For inspiration, we turn to our original recipe for coffee butter from Tasting Table recipe developer Kristina Preka. For this version, Preka makes homemade butter with heavy cream and infuses it with ground coffee directly in the mixture, but you can make it even easier and use softened store-bought butter for this decadent spread.

There are also other ways to customize coffee butter: You can swap the ground coffee with ground espresso or espresso powder for a deeper, stronger flavor or use instant coffee. But if you use espresso powder or instant coffee, you should dissolve it in a spoonful of hot water first. You can also mix in a pinch of ground cinnamon or nutmeg for a boost of flavor.

How to use coffee butter

The most obvious way to use this coffee butter is to spread it on your breakfast pastries. Preka recommends scones, croissants, or English muffins. We also think freshly baked biscuits, waffles, pancakes, and muffins would be delicious vessels for the compound butter. Do you like to make homemade cinnamon rolls? Swap the regular butter for this variation to add extra sweetness and a dose of energy to your batch.

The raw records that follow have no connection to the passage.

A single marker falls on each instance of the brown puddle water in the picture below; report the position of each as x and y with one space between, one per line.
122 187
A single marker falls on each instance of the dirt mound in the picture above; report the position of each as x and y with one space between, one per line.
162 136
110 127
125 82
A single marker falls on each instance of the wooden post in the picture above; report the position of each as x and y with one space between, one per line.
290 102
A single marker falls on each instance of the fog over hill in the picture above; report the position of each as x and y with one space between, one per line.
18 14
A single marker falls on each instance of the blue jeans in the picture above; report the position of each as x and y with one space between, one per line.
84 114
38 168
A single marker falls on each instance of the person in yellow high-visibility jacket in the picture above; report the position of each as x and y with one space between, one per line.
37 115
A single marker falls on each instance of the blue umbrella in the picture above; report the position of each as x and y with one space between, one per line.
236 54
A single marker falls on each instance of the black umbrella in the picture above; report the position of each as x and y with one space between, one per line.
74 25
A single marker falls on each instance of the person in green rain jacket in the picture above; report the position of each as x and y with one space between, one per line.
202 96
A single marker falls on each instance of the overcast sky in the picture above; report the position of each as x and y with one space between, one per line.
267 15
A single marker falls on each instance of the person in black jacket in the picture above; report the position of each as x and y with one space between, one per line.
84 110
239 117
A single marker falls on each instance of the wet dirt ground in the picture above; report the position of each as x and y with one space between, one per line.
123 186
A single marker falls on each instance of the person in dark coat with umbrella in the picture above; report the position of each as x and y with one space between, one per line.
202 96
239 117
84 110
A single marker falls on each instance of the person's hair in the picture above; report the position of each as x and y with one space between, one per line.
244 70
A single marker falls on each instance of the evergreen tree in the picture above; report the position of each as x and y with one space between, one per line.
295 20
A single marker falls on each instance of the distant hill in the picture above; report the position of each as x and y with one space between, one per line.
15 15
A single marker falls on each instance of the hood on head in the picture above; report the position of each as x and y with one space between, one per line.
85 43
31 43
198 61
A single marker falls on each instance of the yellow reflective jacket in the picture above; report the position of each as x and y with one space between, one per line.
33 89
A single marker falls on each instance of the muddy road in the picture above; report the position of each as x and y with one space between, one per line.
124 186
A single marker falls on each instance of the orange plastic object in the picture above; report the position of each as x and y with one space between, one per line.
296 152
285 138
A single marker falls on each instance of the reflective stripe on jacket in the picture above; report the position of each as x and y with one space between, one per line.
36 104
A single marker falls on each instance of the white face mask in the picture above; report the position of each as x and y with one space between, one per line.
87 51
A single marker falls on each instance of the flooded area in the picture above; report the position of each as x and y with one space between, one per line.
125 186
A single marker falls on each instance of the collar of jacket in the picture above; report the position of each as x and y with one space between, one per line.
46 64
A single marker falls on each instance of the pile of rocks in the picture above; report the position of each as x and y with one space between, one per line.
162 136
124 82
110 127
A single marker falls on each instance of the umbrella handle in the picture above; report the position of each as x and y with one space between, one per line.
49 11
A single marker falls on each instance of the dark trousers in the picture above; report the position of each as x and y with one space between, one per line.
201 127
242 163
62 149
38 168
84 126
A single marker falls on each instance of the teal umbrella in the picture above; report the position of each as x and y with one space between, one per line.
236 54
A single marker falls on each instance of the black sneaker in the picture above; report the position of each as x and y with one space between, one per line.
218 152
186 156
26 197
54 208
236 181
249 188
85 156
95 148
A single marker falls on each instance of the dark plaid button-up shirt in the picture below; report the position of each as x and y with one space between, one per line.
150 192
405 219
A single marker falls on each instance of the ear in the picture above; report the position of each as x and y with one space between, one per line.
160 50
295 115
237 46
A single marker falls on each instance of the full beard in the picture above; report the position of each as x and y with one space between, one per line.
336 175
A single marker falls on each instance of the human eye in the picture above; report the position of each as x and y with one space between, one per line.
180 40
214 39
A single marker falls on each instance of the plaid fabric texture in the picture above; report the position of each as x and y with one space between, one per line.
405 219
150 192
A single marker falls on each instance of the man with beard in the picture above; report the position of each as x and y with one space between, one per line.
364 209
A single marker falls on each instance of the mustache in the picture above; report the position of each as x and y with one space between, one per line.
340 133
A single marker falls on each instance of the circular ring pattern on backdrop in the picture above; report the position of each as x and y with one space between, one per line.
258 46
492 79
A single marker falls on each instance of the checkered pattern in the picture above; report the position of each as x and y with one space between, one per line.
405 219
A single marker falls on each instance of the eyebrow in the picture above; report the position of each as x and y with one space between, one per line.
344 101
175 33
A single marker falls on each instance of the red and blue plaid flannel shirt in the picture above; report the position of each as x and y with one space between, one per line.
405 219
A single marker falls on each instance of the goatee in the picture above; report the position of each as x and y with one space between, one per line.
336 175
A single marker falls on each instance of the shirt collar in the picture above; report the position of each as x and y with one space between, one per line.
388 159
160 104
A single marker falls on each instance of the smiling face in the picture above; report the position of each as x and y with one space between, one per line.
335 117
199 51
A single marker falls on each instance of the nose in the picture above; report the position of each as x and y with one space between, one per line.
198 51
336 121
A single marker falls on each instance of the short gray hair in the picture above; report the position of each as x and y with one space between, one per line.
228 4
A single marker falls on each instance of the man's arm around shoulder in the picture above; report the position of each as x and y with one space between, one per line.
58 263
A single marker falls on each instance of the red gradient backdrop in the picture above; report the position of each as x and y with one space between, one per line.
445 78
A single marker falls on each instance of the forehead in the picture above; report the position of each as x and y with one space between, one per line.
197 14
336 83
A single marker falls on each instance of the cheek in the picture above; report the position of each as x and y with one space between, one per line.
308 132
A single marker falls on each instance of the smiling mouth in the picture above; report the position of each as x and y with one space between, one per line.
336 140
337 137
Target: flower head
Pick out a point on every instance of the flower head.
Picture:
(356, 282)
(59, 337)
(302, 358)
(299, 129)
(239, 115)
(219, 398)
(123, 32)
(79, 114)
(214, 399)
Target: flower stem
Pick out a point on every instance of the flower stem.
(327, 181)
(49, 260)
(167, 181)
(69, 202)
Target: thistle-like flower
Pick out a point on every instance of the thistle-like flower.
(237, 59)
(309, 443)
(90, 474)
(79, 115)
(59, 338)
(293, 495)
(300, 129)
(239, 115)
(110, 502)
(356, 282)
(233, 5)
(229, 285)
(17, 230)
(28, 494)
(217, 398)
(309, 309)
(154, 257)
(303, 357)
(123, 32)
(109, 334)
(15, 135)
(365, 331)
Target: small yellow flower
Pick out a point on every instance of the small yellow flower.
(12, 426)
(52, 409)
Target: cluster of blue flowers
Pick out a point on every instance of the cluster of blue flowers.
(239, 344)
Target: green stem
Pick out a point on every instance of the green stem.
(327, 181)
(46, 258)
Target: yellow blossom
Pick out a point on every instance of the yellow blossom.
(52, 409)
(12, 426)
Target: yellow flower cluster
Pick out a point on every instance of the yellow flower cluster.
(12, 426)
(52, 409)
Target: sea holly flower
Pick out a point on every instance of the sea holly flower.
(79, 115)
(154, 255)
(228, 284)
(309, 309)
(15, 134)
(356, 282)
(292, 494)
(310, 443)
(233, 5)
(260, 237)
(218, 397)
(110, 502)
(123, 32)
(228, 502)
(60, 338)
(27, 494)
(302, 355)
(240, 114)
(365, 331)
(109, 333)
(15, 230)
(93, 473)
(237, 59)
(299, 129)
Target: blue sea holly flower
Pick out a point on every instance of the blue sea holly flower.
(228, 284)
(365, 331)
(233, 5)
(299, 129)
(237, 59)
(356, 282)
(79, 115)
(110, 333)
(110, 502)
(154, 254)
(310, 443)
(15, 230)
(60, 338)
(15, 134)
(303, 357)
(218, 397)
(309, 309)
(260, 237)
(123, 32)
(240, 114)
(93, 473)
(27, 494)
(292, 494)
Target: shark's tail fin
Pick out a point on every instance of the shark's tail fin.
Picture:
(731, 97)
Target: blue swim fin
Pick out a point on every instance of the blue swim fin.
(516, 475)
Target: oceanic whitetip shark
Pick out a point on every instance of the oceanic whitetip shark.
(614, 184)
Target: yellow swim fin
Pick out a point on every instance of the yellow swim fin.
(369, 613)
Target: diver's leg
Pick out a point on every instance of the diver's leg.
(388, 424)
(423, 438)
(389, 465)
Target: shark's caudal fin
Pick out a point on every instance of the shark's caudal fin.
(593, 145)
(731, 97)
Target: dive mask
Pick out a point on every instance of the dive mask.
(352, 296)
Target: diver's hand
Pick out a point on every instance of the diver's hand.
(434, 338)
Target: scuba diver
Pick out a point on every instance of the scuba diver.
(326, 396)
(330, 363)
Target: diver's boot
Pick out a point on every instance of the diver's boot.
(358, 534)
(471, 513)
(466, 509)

To enjoy it in a more savory way, serve it with biscuits and fried chicken and skip the confectioner's sugar. After leaving that ingredient out, form it into a log, roll it into parchment paper, and chill until it's ready to use. This is an easier option if you like coffee-encrusted meats. You can serve it over grilled skirt steak, filet mignon, New York strip, or beef tenderloin.

If you have extra coffee butter, you can store it in the fridge for a few days or freeze it in an airtight container for up to six months to preserve the flavors until you're ready to use it again.